– Как у него с деньгами?
– Никогда не слышала о его проблемах с этой стороны. – Марсия задумалась, взгляд ее стал рассеянным. – Я действительно никогда об этом не думала. Он связан бизнесом с папой и живет явно небедно, – она вышла из задумчивости, взгляд ее снова приобрел ясность, – но сама мысль о том, что Джонни может быть убийцей, – абсолютно нелепа. Он и мухи не обидит.
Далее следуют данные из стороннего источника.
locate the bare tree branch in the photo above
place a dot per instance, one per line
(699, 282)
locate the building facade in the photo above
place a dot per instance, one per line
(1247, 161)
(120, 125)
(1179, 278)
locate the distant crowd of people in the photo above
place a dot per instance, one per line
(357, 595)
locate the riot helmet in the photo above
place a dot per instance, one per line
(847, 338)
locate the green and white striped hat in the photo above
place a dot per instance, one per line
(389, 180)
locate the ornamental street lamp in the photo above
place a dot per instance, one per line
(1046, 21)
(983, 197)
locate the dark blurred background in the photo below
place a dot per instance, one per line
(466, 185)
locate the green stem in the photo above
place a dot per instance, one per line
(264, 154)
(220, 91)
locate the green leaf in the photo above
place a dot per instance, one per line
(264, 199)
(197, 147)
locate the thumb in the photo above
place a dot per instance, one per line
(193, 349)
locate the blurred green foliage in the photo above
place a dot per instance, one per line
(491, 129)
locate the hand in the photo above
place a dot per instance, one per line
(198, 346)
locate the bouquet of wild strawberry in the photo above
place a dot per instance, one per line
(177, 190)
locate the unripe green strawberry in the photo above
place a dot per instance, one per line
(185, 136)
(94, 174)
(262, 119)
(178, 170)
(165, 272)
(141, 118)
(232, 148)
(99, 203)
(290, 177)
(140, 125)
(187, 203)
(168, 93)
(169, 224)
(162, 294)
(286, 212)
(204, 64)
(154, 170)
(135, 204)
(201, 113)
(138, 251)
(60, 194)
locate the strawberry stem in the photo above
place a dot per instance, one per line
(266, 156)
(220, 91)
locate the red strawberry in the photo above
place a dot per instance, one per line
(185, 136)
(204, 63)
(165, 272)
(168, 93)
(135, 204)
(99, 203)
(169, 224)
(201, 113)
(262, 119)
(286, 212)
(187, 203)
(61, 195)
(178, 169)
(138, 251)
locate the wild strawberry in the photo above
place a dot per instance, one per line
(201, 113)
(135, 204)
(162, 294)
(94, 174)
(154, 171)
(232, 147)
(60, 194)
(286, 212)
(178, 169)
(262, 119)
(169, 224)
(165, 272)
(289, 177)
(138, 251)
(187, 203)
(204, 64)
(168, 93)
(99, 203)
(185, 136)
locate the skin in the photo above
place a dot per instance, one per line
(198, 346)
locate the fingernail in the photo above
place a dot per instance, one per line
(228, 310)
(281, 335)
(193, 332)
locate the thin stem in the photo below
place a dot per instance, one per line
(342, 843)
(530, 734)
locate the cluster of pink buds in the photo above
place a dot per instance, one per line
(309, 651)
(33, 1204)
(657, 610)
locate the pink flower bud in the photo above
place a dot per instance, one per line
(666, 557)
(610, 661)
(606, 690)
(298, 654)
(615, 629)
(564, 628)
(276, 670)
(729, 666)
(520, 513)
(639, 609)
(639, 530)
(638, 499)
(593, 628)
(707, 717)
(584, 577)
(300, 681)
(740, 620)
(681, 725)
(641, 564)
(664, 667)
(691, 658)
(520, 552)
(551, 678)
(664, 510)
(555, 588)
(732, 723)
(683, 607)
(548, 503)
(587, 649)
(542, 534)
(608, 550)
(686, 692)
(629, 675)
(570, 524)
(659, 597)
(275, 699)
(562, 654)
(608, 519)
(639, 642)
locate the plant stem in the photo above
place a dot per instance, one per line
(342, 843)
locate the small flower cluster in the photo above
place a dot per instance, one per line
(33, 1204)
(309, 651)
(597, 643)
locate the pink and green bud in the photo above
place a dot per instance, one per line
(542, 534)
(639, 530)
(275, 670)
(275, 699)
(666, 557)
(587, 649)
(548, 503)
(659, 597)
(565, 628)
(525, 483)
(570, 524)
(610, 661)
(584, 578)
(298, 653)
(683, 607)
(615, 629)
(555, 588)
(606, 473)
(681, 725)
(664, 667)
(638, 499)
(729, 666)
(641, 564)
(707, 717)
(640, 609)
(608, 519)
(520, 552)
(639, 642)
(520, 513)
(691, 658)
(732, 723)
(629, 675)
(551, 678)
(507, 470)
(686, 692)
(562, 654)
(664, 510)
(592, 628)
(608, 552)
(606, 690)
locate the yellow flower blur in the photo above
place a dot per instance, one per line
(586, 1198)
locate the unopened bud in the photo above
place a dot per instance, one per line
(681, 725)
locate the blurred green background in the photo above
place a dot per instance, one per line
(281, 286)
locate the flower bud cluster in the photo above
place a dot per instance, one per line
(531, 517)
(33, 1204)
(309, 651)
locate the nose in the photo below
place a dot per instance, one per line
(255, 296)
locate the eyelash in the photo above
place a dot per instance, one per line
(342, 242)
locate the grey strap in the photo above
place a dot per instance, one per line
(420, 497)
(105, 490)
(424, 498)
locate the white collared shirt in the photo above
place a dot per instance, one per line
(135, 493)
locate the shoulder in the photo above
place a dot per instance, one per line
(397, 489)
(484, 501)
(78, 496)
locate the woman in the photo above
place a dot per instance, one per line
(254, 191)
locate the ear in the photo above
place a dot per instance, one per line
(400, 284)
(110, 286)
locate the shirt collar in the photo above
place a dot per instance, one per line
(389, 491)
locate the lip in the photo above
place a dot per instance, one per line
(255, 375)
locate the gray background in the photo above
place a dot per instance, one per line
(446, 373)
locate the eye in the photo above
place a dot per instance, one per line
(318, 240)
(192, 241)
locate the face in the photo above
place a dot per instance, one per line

– Он тоже приглашен на завтра?
– Разумеется! – Глаза у нее заблестели. – Старый верный друг, который всегда находится где-то рядом. Упрямец с неодобрительно поджатыми губами, глубоко убежденный, что ни к чему хорошему эта помолвка не приведет, как и в том, что я когда-нибудь образумлюсь и перестану метаться.
– А есть еще несчастные претенденты на твою руку и состояние?
– Больше нет, насколько мне известно. – Она покачала головой.
– Что ж, список подозреваемых сократился до крайности.
– Это плохо? Я имею в виду, что подозреваемый всего один – Джонни!
– Два, – поправил я.
– Кто еще? – изумленно спросила она.
– Ты.
– Угораздило же меня ложиться тогда на кушетку и исповедоваться! – Длинные ресницы на мгновение прикрыли синие глаза. – Если бы ты был хоть немного джентльменом, то соблазнил бы меня тогда вместо того, чтобы выпытывать подробности и делать свои дурацкие выводы!
– Это преследует меня всю жизнь, – признался я, – в самый интересный момент возникают неправильные инстинкты.
Она ухмыльнулась, глядя на меня поверх края своего бокала.
– Тема закрыта. Какие у нас планы на сегодняшний вечер? Недалеко отсюда есть уютный маленький ресторанчик, где специализируются на итальянской кухне. Мы можем там поужинать, потом прийти сюда и пораньше лечь спать. В десять утра появятся поставщики продуктов и начнут готовить стол к ленчу.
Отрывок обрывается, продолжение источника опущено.